Mercy lives in same orphanage from which she plucked David. She wants the little girl to join a brood whose size has yet to be curtailed, despite Madonna’s ridding of a husband Guy Ritchie and discarding of Lourdes’ baby daddy, Carlos Leon. It is not known whether the new child’s health will be carefully screened in Africa, as was David’s. With millions of orphans afflicted with AIDS and other diseases, Madonna got herself a good one.

David, like Mercy, lost his breast-feeding mother as an infant, and the family, unable to afford formula for him, put him in an orphanage, expecting to take him back after he was old enough to eat solid food. But Madonna chose the bright-eyed youngster. The case against Madonna was closed when she told her adoption story to a credulous and approving Oprah Winfrey. “God bless you!” cried Oprah.” She also condescended to David’s dad, Yohane Banda, as a “simple” man. (Ouch!).

Reportedly, David’s father upset when he learned Madonna was divorcing.
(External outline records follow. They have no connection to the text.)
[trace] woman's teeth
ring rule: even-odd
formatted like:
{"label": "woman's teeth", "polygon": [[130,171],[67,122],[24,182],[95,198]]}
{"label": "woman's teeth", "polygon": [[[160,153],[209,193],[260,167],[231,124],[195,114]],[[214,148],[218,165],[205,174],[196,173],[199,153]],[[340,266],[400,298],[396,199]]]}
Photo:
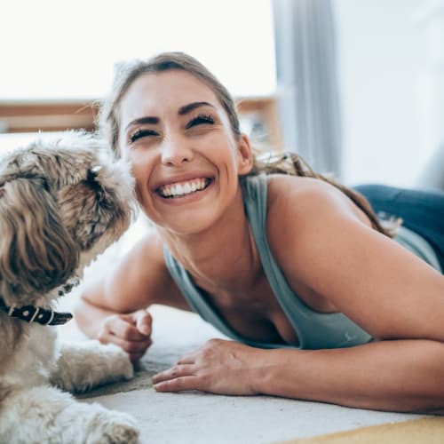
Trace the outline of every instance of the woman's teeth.
{"label": "woman's teeth", "polygon": [[195,178],[180,184],[166,185],[159,189],[159,194],[163,197],[183,196],[206,188],[209,183],[207,178]]}

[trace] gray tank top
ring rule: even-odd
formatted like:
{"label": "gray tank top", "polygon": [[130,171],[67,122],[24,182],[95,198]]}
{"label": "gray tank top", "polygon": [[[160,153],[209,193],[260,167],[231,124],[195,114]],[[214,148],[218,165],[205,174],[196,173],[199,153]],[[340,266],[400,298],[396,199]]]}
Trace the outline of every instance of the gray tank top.
{"label": "gray tank top", "polygon": [[[260,261],[270,287],[283,312],[297,333],[299,345],[281,343],[263,343],[251,340],[234,331],[218,313],[210,303],[194,285],[188,272],[164,247],[166,266],[178,287],[182,291],[191,308],[206,321],[218,329],[227,337],[260,348],[341,348],[359,345],[369,342],[371,336],[341,313],[322,313],[308,307],[289,287],[285,276],[277,266],[266,240],[266,193],[267,178],[265,174],[250,176],[242,180],[242,196],[253,237],[258,248]],[[414,234],[409,237],[408,230],[402,230],[402,243],[423,258],[434,253],[424,239]],[[419,242],[416,243],[419,238]],[[400,242],[401,243],[401,242]],[[424,247],[424,249],[423,249]],[[438,260],[434,258],[436,264]],[[436,265],[432,264],[432,265]],[[438,264],[439,267],[439,264]]]}

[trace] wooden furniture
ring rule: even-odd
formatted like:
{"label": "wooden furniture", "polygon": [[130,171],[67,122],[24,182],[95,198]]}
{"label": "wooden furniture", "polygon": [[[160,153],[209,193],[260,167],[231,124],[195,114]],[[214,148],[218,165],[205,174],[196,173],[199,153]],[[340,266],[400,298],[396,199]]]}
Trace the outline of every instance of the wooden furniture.
{"label": "wooden furniture", "polygon": [[[253,143],[281,148],[276,99],[245,97],[236,99],[236,103],[241,126],[243,119],[250,128],[262,126],[260,140],[253,139]],[[99,102],[95,100],[0,100],[0,132],[92,131],[98,110]]]}

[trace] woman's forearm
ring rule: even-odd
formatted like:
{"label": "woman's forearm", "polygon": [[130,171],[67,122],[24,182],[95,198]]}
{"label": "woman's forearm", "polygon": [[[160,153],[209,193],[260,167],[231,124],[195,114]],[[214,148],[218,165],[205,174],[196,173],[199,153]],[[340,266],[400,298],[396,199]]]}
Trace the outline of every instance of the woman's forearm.
{"label": "woman's forearm", "polygon": [[381,341],[334,350],[265,351],[258,392],[392,411],[444,408],[444,344]]}

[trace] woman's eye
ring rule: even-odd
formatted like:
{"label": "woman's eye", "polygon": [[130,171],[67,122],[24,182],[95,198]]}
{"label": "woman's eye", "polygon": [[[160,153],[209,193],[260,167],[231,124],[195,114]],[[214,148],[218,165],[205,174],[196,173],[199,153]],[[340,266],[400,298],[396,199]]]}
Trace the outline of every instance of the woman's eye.
{"label": "woman's eye", "polygon": [[139,139],[144,137],[158,136],[158,135],[159,134],[153,130],[138,130],[136,132],[130,135],[130,137],[128,138],[128,142],[131,144],[134,143]]}
{"label": "woman's eye", "polygon": [[188,128],[192,128],[193,126],[201,125],[201,124],[210,124],[212,125],[214,123],[214,119],[210,115],[199,115],[194,119],[191,119],[188,123],[186,123],[186,130]]}

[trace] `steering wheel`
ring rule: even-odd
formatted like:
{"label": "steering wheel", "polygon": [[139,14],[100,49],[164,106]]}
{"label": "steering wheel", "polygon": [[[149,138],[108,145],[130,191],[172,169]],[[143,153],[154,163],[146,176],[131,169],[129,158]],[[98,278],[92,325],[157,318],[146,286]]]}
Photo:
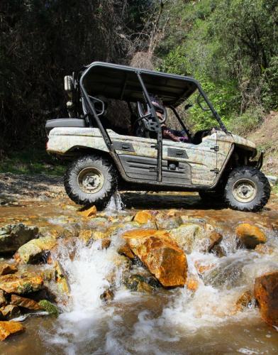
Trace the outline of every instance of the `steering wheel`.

Too late.

In return for Africa’s generosity, Madonna founded Raising Malawi, a girls’ academy that preaches hefty doses of Madonna’s pet belief system, Kabbalah. She might have simply made a large donation to the Bandas’ extended family, including a grandma and aunts, so they might be reunited with their biological child. But what do I know about Hollywood?

This begs another question: What is wrong with American-born orphans? Mixed-race children, for example, badly need parents, even rich ones – and can be taken home without the need of an international plane flight.

I guess those kids don’t make such good conversations with Oprah.